3.6. TODO

3.6.1. For next release

  • make read_blob_data const, and member of Abstract_File instead of Buffered_File. get_async_* should also be members of Abstract_File.

  • compiled interpreter should not offer data-definition commands

  • joedbc_fuzzer must work without debug assertions: check input in release mode as well

    • replace JOEDB_ASSERT by JOEDB_RELEASE_ASSERT in compiled code

    • more efficient test for validity of a range of ids for vector insert/update/delete

  • split Codec -> Encoder + Decoder

  • use seconds for UI everywhere, but allow float for sub-second resolution

  • strongly typed checkpoints, and byte_count (diff between checkpoints)

  • enum instead of bool for content_check: none, full, quick, …

  • always use full content check for joedb_edit

  • more joedbc code generation:

    • Split Database with Database_Storage parent

    • Compiler options: allow encapsulation:

      • make read/write access to some fields private

      • allow writing custom member functions

      • constructor + destructor

      • example: encapsulate stone-vector allocation / deletion for kifusnap training set

      • unique indexes:

        • encapsulate multi-column update (cannot write column individually)

        • store a vector of iterators -> column data stored inside map, avoid duplicate storage.

        • do not allow column to be in more than one unique index?

        • find_or_new_<index>(cols)

        • delete_<index>(cols)

        • update_<index>(id, cols)

        • in case of unique index failure, throw before actually inserting

      • use struct (with field names) instead of tuple for index key

      • private access to dropped fields (for old custom functions), cleared at the time of drop

  • joedb_pack: fill holes left by deleted elements, like write_json.

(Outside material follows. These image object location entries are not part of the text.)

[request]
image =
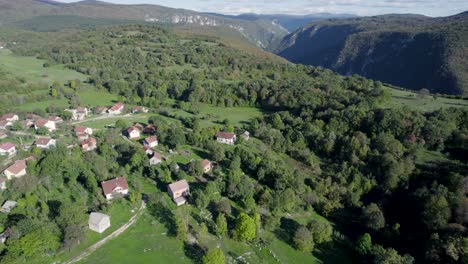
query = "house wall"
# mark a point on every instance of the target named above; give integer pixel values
(10, 175)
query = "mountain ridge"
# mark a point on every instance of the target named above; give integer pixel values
(408, 50)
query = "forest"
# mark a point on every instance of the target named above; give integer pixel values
(367, 169)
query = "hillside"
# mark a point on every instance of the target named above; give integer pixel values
(260, 32)
(410, 51)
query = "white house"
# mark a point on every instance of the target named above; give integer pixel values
(17, 170)
(45, 143)
(50, 125)
(8, 206)
(79, 113)
(7, 149)
(10, 117)
(156, 159)
(89, 144)
(2, 183)
(178, 191)
(114, 187)
(133, 133)
(226, 138)
(3, 134)
(5, 124)
(116, 109)
(206, 165)
(139, 109)
(98, 222)
(56, 119)
(151, 141)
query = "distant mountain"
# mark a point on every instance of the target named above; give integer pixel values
(411, 51)
(293, 22)
(260, 32)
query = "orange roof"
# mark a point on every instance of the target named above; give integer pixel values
(110, 185)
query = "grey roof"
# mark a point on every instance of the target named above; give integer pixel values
(96, 218)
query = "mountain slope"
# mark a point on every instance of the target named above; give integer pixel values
(258, 32)
(411, 51)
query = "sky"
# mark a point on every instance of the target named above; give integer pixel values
(301, 7)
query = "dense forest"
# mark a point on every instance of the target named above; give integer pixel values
(410, 51)
(361, 166)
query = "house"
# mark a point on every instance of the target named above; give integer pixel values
(139, 109)
(114, 187)
(7, 149)
(149, 129)
(156, 159)
(45, 143)
(8, 206)
(56, 119)
(226, 138)
(151, 141)
(178, 191)
(133, 132)
(98, 222)
(100, 110)
(3, 134)
(28, 123)
(32, 117)
(45, 123)
(116, 109)
(83, 130)
(89, 144)
(79, 113)
(17, 170)
(246, 135)
(5, 235)
(5, 124)
(9, 117)
(2, 183)
(206, 165)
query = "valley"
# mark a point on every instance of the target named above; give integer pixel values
(198, 145)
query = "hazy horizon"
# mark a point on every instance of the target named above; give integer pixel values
(303, 7)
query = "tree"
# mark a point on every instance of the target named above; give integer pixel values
(303, 239)
(246, 229)
(221, 225)
(321, 231)
(214, 256)
(373, 217)
(364, 244)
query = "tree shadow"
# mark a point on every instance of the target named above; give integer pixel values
(194, 251)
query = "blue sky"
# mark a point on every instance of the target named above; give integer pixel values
(360, 7)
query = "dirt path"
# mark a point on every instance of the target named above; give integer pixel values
(114, 234)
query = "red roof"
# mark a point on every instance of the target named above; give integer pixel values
(7, 116)
(157, 155)
(55, 118)
(7, 146)
(42, 141)
(206, 163)
(152, 139)
(131, 129)
(80, 129)
(225, 135)
(42, 122)
(17, 167)
(110, 185)
(117, 106)
(89, 141)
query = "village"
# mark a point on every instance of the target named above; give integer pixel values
(47, 133)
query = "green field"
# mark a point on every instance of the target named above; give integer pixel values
(33, 71)
(402, 98)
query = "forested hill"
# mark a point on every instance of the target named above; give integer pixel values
(259, 32)
(392, 180)
(411, 51)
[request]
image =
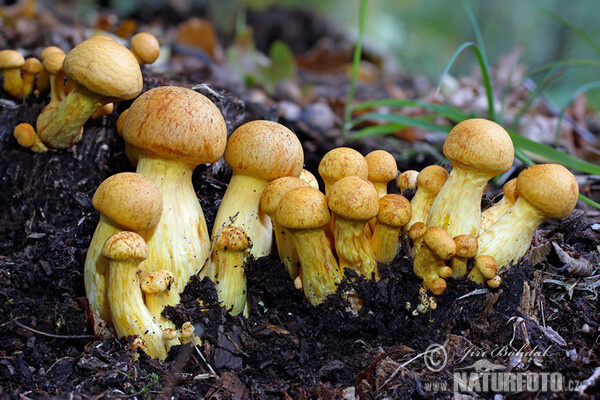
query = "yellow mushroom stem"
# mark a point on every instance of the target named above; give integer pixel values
(493, 213)
(156, 286)
(394, 213)
(466, 247)
(65, 122)
(485, 270)
(228, 262)
(243, 195)
(125, 252)
(319, 271)
(353, 248)
(188, 334)
(96, 272)
(430, 261)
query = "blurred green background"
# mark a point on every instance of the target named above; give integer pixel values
(422, 35)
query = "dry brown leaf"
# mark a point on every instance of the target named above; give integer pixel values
(201, 34)
(575, 266)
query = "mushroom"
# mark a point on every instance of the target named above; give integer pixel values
(479, 150)
(30, 70)
(228, 258)
(466, 247)
(174, 129)
(130, 151)
(429, 262)
(102, 71)
(43, 82)
(156, 286)
(394, 213)
(126, 201)
(407, 179)
(269, 202)
(124, 252)
(106, 109)
(26, 137)
(382, 169)
(309, 178)
(11, 62)
(353, 202)
(485, 270)
(304, 212)
(145, 47)
(494, 212)
(429, 182)
(339, 163)
(545, 191)
(258, 152)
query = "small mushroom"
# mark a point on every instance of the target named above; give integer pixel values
(407, 179)
(269, 202)
(106, 109)
(228, 262)
(124, 252)
(545, 191)
(11, 62)
(339, 163)
(171, 141)
(258, 152)
(429, 262)
(494, 212)
(156, 286)
(479, 150)
(394, 213)
(382, 169)
(304, 212)
(353, 202)
(31, 69)
(309, 178)
(145, 47)
(102, 71)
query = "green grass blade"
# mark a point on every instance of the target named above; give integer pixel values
(378, 130)
(579, 91)
(581, 33)
(589, 201)
(355, 67)
(401, 119)
(485, 74)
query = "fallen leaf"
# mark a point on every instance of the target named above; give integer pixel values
(575, 266)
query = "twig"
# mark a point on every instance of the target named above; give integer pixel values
(589, 381)
(214, 240)
(53, 335)
(473, 293)
(402, 366)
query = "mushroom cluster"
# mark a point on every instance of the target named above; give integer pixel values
(448, 227)
(83, 84)
(152, 236)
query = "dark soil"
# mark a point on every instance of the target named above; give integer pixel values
(53, 347)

  • non-durable transactions that do not break durability:

    • switch checkpoints only after durable transaction

    • use negative value for non-durable checkpoint

    • when opening a file: if non-durable checkpoint is equal to file size, OK by default (but option)

    • client option to checkpoint its file every n seconds

    • try to remove default_checkpoint: checkpoint level should be parameter of push and transaction.

  • Add support for vcpkg

  • vscode syntax highlighting: https://code.visualstudio.com/api/language-extensions/syntax-highlight-guide

  • Use clang-format (try to customize it, use tabs)

3.6.2. New Operations and Types

  • delete_vector

  • Add an undo operation to the log. This way, it is possible to keep all branches of history.

  • Use diff for large-string update

  • Differentiate between “storage type” and “usage type”:

    • remove bool type and use int8 instead, with bool usage

    • usages: bool(int8), date(int64).

    • uint8, uint16, uint32, uint64

    • custom usage label: ip address(int32), URL(string), PNG file(string), UTF8(string) (use base64 instead for json output), …?

3.6.3. On-disk Storage

  • In a directory

  • A checkpoint file (2 copies, valid if identical)

  • A subdirectory for each table

  • One file per column vector

  • One file for string data (string column = size + start_index)

  • Use memory-mapped files (is there a portable way?)

3.6.4. Compiler

  • check that vector range is OK in constructor of vector update

  • modularize code generation

    • Each module should have:

      • required include files

      • data structure for storing data

      • additional hidden table fields?

      • triggers (after/before insert/update/delete)

      • public methods

    • Possible to modularize:

      • indexes

      • sort functions

      • referential integrity

      • safety checks

      • incrementally updated group-by queries

  • use std::set and std::multiset for indexes? Might be better for strings.

  • Table options:

    • no_delete: allows more efficient indexing (+smaller code)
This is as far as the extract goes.